Pan Haifeng, Bao Wenna, Chen Yi, Liao Hongxiu
School of Life Sciences and Health, Huzhou College, Huzhou 313000, China.
School of Biological and Chemical Engineering, Zhejiang University of Science and Technology, Hangzhou 310023, China.
J Zhejiang Univ Sci B. 2025 Apr 23;26(4):393-404. doi: 10.1631/jzus.B2400269.
Dynamic changes in the physiochemical, structural, and flavor characteristics of ginger-juice milk curd were explored by texture analysis, scanning electron microscopy, rheometry, electronic tongue, and gas chromatography-mass spectrometry (GC-MS). Protein electrophoresis showed that ginger juice could hydrolyze α-, β-, and κ-casein. Curd formation was initiated at 90 s, marked by significant changes in intensity detected via intrinsic fluorescence. The contents of soluble protein and calcium decreased rapidly during coagulation, while the caseinolytic activity, storage moduli, loss moduli, hardness, adhesiveness, and water-holding capacity increased, resulting in a denser gel structure with smaller pores and fewer cavitations as observed by scanning electron microscopy. Electronic tongue analysis indicated that milk could neutralize the astringency and saltiness of ginger juice, rendering the taste of ginger-juice milk curd more akin to that of milk. Approximately 70 volatile components were detected in ginger-juice milk curd. α-Zingiberene, α-curcumene, β-sesquiphellandrene, and β-bisabolene were the predominant volatile flavor compounds, exhibiting an initial decrease in content followed by stability after 90 s. Decanoic acid, γ-elemene, and caryophyllene were identified as unique volatile compounds after mixing of milk and ginger juice. Understanding the dynamic changes in these characteristics during coagulation holds significant importance for the production of ginger-juice milk curd.

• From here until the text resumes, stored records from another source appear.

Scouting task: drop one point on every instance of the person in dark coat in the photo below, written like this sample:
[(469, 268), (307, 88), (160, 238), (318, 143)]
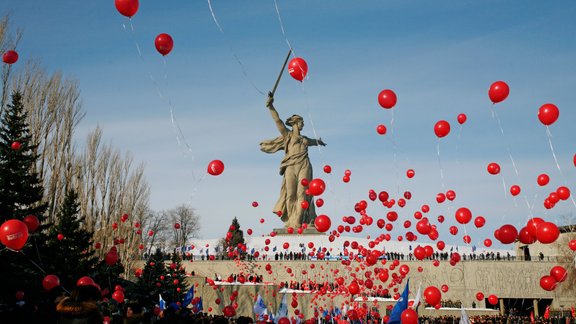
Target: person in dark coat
[(81, 307)]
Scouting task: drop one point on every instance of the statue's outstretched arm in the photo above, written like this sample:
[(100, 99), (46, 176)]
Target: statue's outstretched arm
[(279, 124)]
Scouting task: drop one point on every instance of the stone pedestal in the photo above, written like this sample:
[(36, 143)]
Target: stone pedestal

通过质地分析、扫描电子显微镜、流变学、电子舌和气相色谱-质谱联用(GC-MS)等方法,探究了姜汁凝乳在物理化学、结构和风味特性方面的动态变化。蛋白质电泳表明,姜汁能够水解α-、β-和κ-酪蛋白。凝乳形成于90秒时开始,通过内源荧光检测到强度发生显著变化来标记。在凝固过程中,可溶性蛋白质和钙的含量迅速下降,而酪蛋白水解活性、储能模量、损耗模量、硬度、粘附性和持水能力增加,扫描电子显微镜观察结果显示,这导致形成了一种孔隙更小、空穴更少的致密凝胶结构。电子舌分析表明,牛奶可以中和姜汁的涩味和咸味,使姜汁凝乳的味道更接近牛奶。在姜汁凝乳中检测到约70种挥发性成分。α-姜烯、α-姜黄烯、β-倍半水芹烯和β-红没药烯是主要的挥发性风味化合物,其含量最初下降,90秒后趋于稳定。癸酸、γ-榄香烯和石竹烯被确定为牛奶和姜汁混合后产生的独特挥发性化合物。了解这些特性在凝固过程中的动态变化对姜汁凝乳的生产具有重要意义。